Forecasts show the Category 4 storm bringing days of heavy rains and possibly intense inland flooding from South Carolina to Virginia.
Jeff Byard of the Federal Emergency Management Agency said the storm would punch the Carolina coast like a world champion boxer.
“The time to prepare is almost over,” said North Carolina Governor Roy Cooper at a Wednesday news conference. “Disaster is at the doorstep, and it’s coming in.”
More than a million people were ordered to evacuate the coastline of the three states, while schools and factories were ordered closed.
The National Hurricane Center said the first winds of tropical-storm force — at least 39 miles per hour — would hit the region early Thursday.

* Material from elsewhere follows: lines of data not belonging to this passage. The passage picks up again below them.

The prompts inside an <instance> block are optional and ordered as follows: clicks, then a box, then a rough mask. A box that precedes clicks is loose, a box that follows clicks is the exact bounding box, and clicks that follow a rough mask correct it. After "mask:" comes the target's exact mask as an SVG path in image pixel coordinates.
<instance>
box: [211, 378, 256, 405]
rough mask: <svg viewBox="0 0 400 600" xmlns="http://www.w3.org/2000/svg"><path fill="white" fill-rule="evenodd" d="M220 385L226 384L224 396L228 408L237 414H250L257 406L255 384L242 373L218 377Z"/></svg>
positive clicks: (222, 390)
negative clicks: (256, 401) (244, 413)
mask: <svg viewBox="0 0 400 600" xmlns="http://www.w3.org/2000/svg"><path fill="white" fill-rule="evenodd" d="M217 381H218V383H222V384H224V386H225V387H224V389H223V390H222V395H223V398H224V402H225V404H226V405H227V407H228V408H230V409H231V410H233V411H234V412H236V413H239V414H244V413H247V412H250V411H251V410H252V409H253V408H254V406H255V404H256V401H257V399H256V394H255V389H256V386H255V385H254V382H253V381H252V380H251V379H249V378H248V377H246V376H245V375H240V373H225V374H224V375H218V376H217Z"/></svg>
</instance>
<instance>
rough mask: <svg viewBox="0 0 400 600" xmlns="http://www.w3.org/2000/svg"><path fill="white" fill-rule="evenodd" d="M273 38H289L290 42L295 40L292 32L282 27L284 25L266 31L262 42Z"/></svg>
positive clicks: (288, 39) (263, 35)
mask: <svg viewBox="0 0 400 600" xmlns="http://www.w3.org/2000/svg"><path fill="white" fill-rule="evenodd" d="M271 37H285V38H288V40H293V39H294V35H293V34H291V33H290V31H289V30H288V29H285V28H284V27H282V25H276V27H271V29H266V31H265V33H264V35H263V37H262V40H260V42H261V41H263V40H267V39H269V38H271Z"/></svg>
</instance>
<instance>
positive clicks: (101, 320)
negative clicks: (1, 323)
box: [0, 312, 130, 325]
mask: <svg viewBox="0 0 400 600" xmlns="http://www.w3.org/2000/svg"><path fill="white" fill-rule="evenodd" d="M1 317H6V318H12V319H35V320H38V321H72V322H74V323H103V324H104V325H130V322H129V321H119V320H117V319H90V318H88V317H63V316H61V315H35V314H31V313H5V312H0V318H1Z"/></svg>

State and federal officials have urged residents in the target zone to evacuate, but there was hesitation along the coast.
“I’m not approaching Florence from fear or panic,” said Brad Corpening, 35, who planned to ride out the storm in Wilmington, North Carolina. “It’s going to happen. We just need to figure out how to make it through.”
The last hurricane rated a Category 4 to hit North Carolina directly was Hazel in 1954. It killed 19 people.
This week’s emergency preparations include setting up shelters, switching traffic patterns so that all major roads led away from shore and getting 16 nuclear reactors in the region ready for the storm.